Swallow Grotto provided a great view of the river deep below, carving an impressive, narrow gorge. There are numerous holes in the rock face that house the eponymous swallows that the grotto is named after. The walk only took half an hour to complete but we lingered for longer to take in the views. The rocky overhang was a little unnerving as we saw boulders rolling down the cliffs on the other side of the gorge. Many of the tourists we passed were wearing helmets, courtesy of the tour companies they’d travelled here with. We’d read the helmets were optional and would have felt a little safer with one on, but there didn’t appear to be anywhere to rent them from. Lawrence paid the ultimate compliment by saying that he would prefer his Canon get smashed in rather than Naomi’s head in the event of a rock tumble.

There were hoards of tour buses driving through the Taroko National Park roads packed with Asian tourists. They seemed to hop off for a meagre 10 minutes to take a few selfies and then piled back on the bus ready for the next whistle stop tour of the park. They didn’t seem to be equipped for the hilly walks that we’d geared ourselves up for. Many wore dresses, heeled shoes, jeans or flip-flops and tottered around with umbrellas while we looked on from the scruffy hoods of our North Face anoraks. We both agreed that umbrellas look out of place in national parks.

Tourists stopping for their allotted 3 minute photo opportunity

After Swallow’s Grotto we were back on the bus to Tienshiang where the bus terminates. This little village nestled in the mountains is in the middle of nowhere, deep in the national park. However they had a post office, places to eat and some residential houses where locals live. The sun was only getting stronger, burning any clouds from the blue skies. We walked the Baiyang Waterfall trail, gawping at the incredible mountains that surrounded us as we went.
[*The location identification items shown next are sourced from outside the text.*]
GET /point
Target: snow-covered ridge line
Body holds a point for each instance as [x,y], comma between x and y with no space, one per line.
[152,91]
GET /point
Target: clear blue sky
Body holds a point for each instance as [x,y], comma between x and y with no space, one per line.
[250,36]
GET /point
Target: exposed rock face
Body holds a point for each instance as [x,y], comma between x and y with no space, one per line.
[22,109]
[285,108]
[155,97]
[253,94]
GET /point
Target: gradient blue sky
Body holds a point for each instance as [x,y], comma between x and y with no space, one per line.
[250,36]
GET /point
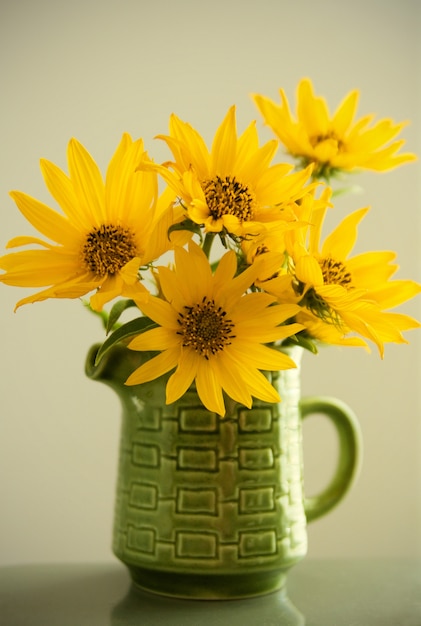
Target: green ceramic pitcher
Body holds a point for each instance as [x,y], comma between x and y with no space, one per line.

After periods of extended heavy rain parts of the National Park can be closed due to the danger of rock fall and landslides. Unfortunately the Baiyang trail was closed only a few kilometers in for this reason. We turned back, still delighted with what we’d seen, and climbed Tian Feng Pagoda. The pagoda sits at the top of a spiral staircase providing epic all-encompassing views of Tienshiang.

We didn’t see much in the way of wildlife during our hikes but we read that Taroko National Park is home to 34 species of mammal unique to Taiwan. These include the Taiwanese black bear, the Formosan Macaque (a type of monkey), venomous snakes, wild boar and deer as well as 144 species of bird. This was probably for the best in truth. However we did see plenty of creepy crawlies and lots of clusters of butterflies.

Our last stop was Changuang Temple, a small Zen monastery, before ending the adventuring for the day. The temple, perched on the edge of the gorge, was a sight to behold, and is one of the most significant stops for the hordes of Chinese tourists that visit the park. We headed back down the mountain into Hualien town content with what we’d managed to see in our two days exploring Taroko. It was great to have seen the National Park in both kinds of weather. The first day was so atmospheric and the cloud shrouded mountains added to the moody atmosphere of Taroko. Then pure sunshine on our final day felt like such a treat, exaggerating the colour of the vegetation and crystal clear waters. We’d highly recommend a two-day tour of Taroko National Park to really do the place justice.

Our final day in Taiwan involved a little bit of blogging, photo editing and a sweaty run in the heat of the morning sun. We caught the train back into Taipei ready for our flight back to Vietnam in the evening. It was sad to be leaving Taiwan after only nine days of whizzing round the north and east coast. It felt like we’d only touched the tip of the iceberg and there was so much of the island still left to see. But due to money constraints and the impending rainy season, we had to settle for a speedy visit. We’d love to return to Taiwan and explore more of the rural countryside as well as the islands home to aboriginal people. It’s a fascinating country that’s often overlooked by travellers to Asia for some reason, but one of our favourite locations and such a refreshing change from the Asia we’re used to.